There are several traditional payment methods used for overseas shipments. Catagories range from no risk to high risk. Below is a brief description of each:
Advance Payment – no risk to seller. Goods are not shipped until payment has been received from the buyer. A company using this method of payment may lose customers as this not attractive for the buyer.
Credit Cards – low risk to seller. Usually currency fluctuations are monitored on an hourly basis by the credit card company minimizing risk.
Letter of Credit – low risk to seller. A letter of credit is issued by the buyer’s bank to the seller’s bank stating payment to be made upon shipment of goods.
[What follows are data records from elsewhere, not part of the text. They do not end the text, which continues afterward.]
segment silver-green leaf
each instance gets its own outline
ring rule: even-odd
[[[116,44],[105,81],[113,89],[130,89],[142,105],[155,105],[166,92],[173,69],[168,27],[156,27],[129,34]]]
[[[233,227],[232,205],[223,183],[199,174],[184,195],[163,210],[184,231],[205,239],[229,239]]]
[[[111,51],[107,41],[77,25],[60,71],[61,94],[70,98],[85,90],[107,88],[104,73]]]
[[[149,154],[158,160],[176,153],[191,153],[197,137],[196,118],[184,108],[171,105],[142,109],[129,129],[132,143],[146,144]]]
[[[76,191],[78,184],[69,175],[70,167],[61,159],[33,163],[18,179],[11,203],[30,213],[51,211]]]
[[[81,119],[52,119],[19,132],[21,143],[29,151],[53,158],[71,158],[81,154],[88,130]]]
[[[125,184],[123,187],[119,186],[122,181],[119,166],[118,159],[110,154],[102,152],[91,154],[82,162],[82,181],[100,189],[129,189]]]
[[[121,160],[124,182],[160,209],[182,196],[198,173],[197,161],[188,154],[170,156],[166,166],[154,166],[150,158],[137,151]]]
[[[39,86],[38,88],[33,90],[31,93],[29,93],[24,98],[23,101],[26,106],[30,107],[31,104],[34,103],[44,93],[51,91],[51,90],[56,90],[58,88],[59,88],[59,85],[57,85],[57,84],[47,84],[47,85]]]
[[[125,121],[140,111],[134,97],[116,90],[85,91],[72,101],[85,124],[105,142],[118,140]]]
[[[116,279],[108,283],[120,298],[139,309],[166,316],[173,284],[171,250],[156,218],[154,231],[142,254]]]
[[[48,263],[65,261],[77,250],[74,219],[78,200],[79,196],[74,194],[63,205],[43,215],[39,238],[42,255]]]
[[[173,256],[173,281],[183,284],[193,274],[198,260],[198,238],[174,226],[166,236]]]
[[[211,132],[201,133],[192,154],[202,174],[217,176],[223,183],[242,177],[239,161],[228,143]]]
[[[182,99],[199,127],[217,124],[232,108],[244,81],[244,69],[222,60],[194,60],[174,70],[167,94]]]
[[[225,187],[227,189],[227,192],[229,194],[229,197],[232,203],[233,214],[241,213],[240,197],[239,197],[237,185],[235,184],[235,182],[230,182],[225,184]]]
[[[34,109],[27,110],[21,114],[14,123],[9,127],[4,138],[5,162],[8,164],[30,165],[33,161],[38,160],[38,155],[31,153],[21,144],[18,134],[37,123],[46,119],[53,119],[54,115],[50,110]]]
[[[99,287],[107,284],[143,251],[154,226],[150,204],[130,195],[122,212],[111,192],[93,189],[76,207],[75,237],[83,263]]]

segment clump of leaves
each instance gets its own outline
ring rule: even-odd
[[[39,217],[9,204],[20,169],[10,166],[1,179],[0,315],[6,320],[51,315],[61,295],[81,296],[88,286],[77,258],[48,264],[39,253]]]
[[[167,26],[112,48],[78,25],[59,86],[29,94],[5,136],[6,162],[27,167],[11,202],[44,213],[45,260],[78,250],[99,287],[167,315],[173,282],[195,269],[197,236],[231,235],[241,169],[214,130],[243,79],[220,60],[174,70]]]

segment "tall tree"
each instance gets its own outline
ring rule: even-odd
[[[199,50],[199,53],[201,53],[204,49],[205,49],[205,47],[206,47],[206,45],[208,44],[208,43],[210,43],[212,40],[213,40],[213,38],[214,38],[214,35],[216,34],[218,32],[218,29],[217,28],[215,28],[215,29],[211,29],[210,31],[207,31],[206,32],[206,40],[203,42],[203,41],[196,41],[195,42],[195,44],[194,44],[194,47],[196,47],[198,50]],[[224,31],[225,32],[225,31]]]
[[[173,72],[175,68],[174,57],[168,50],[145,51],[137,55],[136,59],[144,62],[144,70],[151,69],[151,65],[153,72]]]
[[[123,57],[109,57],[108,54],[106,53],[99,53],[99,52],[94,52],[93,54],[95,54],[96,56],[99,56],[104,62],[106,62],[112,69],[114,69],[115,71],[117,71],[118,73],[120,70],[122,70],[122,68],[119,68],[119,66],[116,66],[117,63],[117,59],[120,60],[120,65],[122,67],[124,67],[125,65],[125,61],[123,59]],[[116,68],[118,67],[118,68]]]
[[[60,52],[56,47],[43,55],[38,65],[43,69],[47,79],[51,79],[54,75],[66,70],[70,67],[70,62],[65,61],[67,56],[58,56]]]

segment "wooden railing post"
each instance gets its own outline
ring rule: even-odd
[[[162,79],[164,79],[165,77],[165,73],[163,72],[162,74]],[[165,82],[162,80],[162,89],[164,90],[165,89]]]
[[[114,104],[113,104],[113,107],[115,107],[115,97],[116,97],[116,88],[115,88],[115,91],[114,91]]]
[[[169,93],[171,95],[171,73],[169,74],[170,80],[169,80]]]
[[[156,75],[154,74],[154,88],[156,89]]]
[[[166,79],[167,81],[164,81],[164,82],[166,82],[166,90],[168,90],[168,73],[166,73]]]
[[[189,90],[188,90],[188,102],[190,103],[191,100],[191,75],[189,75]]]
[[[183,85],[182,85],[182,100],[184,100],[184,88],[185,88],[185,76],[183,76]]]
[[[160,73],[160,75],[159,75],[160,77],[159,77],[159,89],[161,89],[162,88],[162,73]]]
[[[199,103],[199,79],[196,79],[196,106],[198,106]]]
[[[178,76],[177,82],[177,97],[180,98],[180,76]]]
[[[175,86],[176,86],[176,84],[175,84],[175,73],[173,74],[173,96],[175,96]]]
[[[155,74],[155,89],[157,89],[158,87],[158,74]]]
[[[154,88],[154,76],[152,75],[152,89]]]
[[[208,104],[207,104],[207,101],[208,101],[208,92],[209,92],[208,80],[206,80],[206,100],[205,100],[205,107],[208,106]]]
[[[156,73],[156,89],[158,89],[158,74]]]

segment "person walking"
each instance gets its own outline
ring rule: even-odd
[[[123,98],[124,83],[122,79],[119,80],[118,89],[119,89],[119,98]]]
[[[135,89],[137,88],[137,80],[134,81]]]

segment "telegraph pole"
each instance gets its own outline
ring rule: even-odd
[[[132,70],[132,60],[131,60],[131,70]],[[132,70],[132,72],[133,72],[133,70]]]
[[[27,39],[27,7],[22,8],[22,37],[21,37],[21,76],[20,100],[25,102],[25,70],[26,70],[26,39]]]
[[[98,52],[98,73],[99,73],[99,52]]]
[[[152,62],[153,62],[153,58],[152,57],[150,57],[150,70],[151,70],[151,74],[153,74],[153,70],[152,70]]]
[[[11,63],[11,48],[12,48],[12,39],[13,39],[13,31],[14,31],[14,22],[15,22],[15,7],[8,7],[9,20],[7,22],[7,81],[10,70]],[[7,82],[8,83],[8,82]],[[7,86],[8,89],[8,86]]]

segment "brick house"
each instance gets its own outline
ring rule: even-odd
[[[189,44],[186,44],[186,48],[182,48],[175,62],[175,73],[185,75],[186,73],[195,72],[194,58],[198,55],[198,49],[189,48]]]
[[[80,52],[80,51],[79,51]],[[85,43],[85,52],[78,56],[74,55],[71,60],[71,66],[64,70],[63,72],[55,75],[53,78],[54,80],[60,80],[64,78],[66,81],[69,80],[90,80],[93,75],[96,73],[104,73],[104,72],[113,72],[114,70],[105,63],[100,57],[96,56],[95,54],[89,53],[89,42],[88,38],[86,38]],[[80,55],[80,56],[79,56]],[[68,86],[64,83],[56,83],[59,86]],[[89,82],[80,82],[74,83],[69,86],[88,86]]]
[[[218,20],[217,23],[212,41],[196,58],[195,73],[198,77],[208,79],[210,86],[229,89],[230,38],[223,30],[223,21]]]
This type of payment is favorable to both the buyer and the seller; the buyer is assured the goods will be shipped prior to release of payment and the seller is assured of prompt payment upon shipping of goods.
Foreign Bank Checks – medium risk to seller. A foreign bank check can be drawn on either a U.S. or foreign bank. There usually is a processing fee involved, however, most large banks process these daily.
Open Account – high risk to seller. Payment is not required until goods are received with no guarantee of payment. If you must sell on open account terms, check the buyer’s credit throughly as recourse in a foreign country can be difficult and costly.
The following are some non-traditional payment methods used by exporters:
Direct Debit – low risk to seller. Direct debit requires the seller to open a bank account in the foreign country. The seller can directly debit the buyer’s account.
Bank Transfers – low risk to seller. The foreign buyer transfers funds directly to the seller’s bank. Although, this method can be difficult to keep track of when multiple orders are involved.
Consignment – high risk to seller. The seller will not receive payment until the goods are sold by the buyer. Payment may take a long time to receive and if goods are not sold, the seller will have the added cost of returning the goods to the country of origin.